CCNP Certified!

Today I achieved the CCNP Certfication! It has been 3 years since I started this journey and I still remember the days when I thought just having my CCNA would be all that I would ever want. Nope! The truth is, if you aspire to CCNA once you finally get there I think the first thing you'll think is, "Hmmm, why don't I just keep going and get that CCNP." Well that's exactly what I did.
The following is the exact exam path I took:

  • 642-813 SWITCH - Failed Taken 1 week before the v2 exams take over
  • 300-101 ROUTE - Failed 2 months later, failed by 4 points!
  • 300-101 ROUTE - Passed 1 week later
  • 300-135 TSHOOT - Passed 3 weeks later
  • 300-115 SWITCH - Passed 2 weeks later
You'll notice that I ended up taking and passing SWITCH last. In fact, many of my friends thought I had gotten my CCNP when I announced that  I passed TSHOOT! (it being the usual final test) Well I took the old SWITCH exam rushed.
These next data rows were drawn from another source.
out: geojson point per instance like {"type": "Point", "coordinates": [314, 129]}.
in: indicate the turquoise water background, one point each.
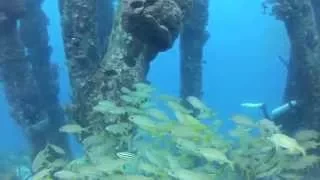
{"type": "Point", "coordinates": [241, 64]}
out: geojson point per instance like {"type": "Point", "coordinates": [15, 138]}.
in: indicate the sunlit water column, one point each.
{"type": "Point", "coordinates": [193, 38]}
{"type": "Point", "coordinates": [105, 10]}
{"type": "Point", "coordinates": [303, 83]}
{"type": "Point", "coordinates": [19, 83]}
{"type": "Point", "coordinates": [34, 34]}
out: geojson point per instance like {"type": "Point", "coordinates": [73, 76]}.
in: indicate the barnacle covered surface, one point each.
{"type": "Point", "coordinates": [156, 22]}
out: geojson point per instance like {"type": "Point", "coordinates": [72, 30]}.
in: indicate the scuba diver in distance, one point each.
{"type": "Point", "coordinates": [276, 112]}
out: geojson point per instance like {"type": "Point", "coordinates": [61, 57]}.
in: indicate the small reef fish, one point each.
{"type": "Point", "coordinates": [252, 105]}
{"type": "Point", "coordinates": [126, 155]}
{"type": "Point", "coordinates": [212, 154]}
{"type": "Point", "coordinates": [184, 174]}
{"type": "Point", "coordinates": [65, 175]}
{"type": "Point", "coordinates": [57, 149]}
{"type": "Point", "coordinates": [284, 141]}
{"type": "Point", "coordinates": [72, 128]}
{"type": "Point", "coordinates": [243, 120]}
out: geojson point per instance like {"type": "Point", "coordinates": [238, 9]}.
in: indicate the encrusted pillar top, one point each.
{"type": "Point", "coordinates": [156, 22]}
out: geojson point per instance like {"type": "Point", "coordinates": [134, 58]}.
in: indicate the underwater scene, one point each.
{"type": "Point", "coordinates": [160, 90]}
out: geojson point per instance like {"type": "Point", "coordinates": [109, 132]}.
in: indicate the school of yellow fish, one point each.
{"type": "Point", "coordinates": [173, 143]}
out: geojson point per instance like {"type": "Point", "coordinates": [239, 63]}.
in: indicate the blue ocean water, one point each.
{"type": "Point", "coordinates": [241, 64]}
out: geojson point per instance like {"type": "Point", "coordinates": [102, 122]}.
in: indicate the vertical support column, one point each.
{"type": "Point", "coordinates": [34, 34]}
{"type": "Point", "coordinates": [193, 38]}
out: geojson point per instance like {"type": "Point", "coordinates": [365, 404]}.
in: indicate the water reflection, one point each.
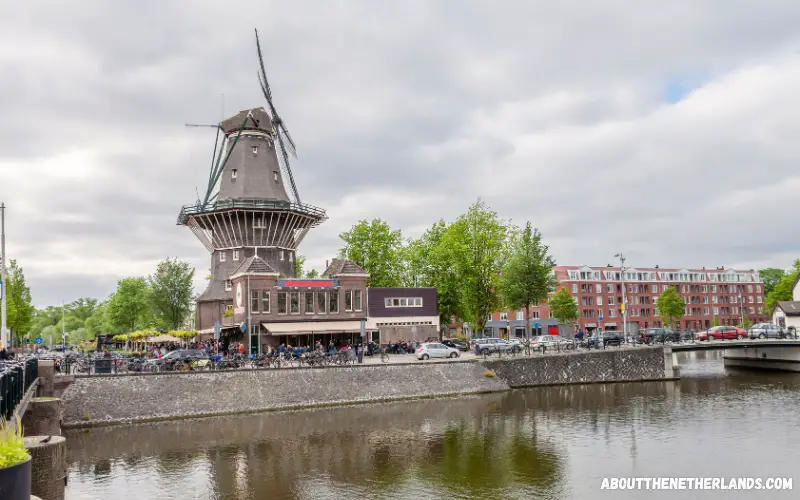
{"type": "Point", "coordinates": [548, 443]}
It was going end of life soon and I was studying for that exam! So, unfortunately, I needed to take it rush and it showed. I bombed that test pretty hard. By then I needed to move on. A lot of stuff I was studying for at work was related to more of the ROUTE path so I had to leave SWITCH behind. The test had changed over to version 2 and I just didn't have the time to learn the new topics. I would have to come back for it. I really do not recommend doing this. The choice to abandon SWITCH and move on to the other two tests just means you will forget much of the intricate material. The best way to do things if you fail is to just sign up again a few weeks later and bust your tail to learn the topics you were weak in.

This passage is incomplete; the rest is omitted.